The pot-belly type has a very short calyx neck, which has an insignificant influence on the surgical path. The elongated branched type has a long and slender minor calyx, which is difficult to offset and difficult to remove multiple calyx stones with a single access, often requiring multiple accesses. The classical branched type occurs in the highest proportion. There is a need for single-channel treatment of multiple stones, which demands a thorough understanding of the relationship between different calyces to facilitate the establishment of efficient puncture paths. Therefore, in this study, we have addressed the anatomical and morphological typing of the classical branched type.

Based on the association of the posterior renal minor calyces to the renal major calyces, the classical branching type can be further classified into 3 different types: a, b, and c with a total of 7 subtypes (Fig. 2A~G). The “a type” is comprised of 3 subtypes, wherein the posterior group of renal minor calyces is only associated with an upper group of renal major calyces for type a1, with only the middle group of renal major calyces for type a2, and with the lower group of renal major calyces for type a3. The “b type” type is also classified into 3 subtypes, wherein the posterior group of renal minor calyces is associated with both the upper and middle group of renal major calyces for type b1, with both the middle and lower group of renal major calyces in type b2, and with both upper and lower group of renal major calyces in type b3. Type c posterior group of renal minor calyces is associated with an upper, middle, and lower group of renal major calyces without any subtypes.

Figure 2.

Figure 2.

3D reconstructed images representing anatomical typing of the classical branching type. (A) Type a1, the posterior group of minor calyces originates only from the upper group of major calyces. (B) Type a2, the posterior group of minor calyces originates only from the middle group of major calyces. (C) Type a3, posterior group of minor calyces originates only from the lower group of major calyces. (D) Type b1, posterior group of minor calyces originates only from the upper and middle groups of major calyces. (E) Type b2, the posterior group of minor calyces originates only from the middle and lower groups of major calyces. (F) Type b3, the posterior group of minor calyces originates only from the upper and lower group of major calyces. (G) Type c, the posterior group of minor calyces originates from the upper, middle, and lower groups of major calyces.

3. Results

In this study, the occurrence of kidneys with 2 renal major calyces, upper and lower was found to be 74.68% (1973/2642). The occurrence of kidneys with 3 renal major calyces, upper, middle, and lower was 25.32% (669/2642). Amongst the 1321 cases in this study, a total of 1052 (79.64%) cases showed notable differences in the typing of the posterior group of renal calyces on the left and right sides, and only a total of 269 cases (20.36%) exhibited identical typing bilaterally (Fig. 3A~B). Posterior group calyces were present in all renal collecting systems. The morphological typing of posterior group calyces indicated that the percentage of occurrence of pot-bellied, classically branched, and elongated branched types were 8.06% (213/2642), 73.13% (1932/2642), and 18.81% (497/2642), respectively. The number of posterior groups of minor calyces was predominantly 2 in the pot-bellied type and 3 in the classical branched and elongated-branched types (Table 1).

Figure 3.

Figure 3.

Consistent fractionation and morphology of the posterior group of calyces on the left and right sides of the same patient. (A) Left side; (B) Right side.

Table 1.

Number of minor calyces in different morphological types of posterior groups of calyces [number of kidneys (%)].

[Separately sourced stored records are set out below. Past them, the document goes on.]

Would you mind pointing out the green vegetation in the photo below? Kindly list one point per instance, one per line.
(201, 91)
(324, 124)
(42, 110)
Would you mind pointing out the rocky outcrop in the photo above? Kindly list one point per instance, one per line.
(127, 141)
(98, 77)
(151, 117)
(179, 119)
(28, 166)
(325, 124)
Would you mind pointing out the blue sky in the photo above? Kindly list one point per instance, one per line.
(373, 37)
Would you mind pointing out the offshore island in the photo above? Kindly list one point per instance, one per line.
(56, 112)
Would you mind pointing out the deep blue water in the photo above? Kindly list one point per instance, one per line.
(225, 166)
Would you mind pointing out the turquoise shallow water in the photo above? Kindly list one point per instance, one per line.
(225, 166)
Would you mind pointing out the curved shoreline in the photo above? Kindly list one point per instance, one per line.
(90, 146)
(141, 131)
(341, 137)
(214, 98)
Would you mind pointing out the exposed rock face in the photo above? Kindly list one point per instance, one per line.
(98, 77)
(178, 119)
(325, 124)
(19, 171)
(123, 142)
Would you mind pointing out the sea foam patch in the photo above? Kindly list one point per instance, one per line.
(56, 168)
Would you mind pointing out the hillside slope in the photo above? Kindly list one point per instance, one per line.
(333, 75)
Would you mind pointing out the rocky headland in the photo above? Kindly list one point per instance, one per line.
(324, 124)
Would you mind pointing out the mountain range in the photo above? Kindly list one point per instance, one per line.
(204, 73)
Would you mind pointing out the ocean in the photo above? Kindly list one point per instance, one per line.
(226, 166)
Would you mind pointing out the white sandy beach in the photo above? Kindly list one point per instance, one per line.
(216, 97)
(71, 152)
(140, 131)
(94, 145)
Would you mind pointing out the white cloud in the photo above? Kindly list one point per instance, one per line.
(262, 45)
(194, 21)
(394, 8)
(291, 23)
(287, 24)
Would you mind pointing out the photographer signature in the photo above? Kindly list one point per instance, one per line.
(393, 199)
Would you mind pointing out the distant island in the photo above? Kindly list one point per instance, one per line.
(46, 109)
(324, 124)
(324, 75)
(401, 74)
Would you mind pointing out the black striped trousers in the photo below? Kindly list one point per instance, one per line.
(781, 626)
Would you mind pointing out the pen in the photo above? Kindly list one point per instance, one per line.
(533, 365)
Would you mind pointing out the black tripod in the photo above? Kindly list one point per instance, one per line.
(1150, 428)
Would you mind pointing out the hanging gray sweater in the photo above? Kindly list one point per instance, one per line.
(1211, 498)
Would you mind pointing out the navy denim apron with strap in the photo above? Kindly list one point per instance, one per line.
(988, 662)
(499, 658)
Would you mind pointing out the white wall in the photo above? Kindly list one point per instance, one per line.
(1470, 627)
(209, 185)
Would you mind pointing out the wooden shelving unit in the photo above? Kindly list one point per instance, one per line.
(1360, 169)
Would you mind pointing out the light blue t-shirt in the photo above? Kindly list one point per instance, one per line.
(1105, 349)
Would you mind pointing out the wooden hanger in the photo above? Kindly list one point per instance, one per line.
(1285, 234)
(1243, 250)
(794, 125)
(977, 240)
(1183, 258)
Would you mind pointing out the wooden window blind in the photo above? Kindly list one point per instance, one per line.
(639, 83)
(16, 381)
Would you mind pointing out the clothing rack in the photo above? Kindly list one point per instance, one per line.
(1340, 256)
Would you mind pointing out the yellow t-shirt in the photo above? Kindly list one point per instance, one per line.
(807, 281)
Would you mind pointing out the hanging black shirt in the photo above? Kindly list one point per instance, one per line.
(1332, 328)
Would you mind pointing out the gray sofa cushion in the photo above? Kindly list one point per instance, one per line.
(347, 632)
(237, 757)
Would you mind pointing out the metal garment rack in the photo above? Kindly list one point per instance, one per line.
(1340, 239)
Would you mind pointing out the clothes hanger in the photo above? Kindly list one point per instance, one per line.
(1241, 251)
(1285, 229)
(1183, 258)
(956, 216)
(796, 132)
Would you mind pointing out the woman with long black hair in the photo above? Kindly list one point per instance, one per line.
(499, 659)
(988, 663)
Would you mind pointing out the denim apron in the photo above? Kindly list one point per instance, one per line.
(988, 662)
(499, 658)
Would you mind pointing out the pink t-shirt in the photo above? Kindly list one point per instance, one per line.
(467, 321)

Minor renal calyces Pot-belly type Classical branched type Elongated branched type
1 12 (0.45) 157 (5.94) 33 (1.25)
2 159 (6.02) 443 (16.77) 156 (5.9)
3 28 (1.06) 902 (34.15) 297 (11.24)
4 14 (0.53) 356 (13.47) 11 (0.42)
5 0 74 (2.8) 0

Anatomical typing of classical branching type revealed the proportion of a, b, and c types to be 19.36% (374/1932), 68.17% (1317/1932), and 12.47% (241/1932), respectively (Table 2).

Table 2.

Number and percentage of nephrons of the classical branching subtype [number of kidneys (%)].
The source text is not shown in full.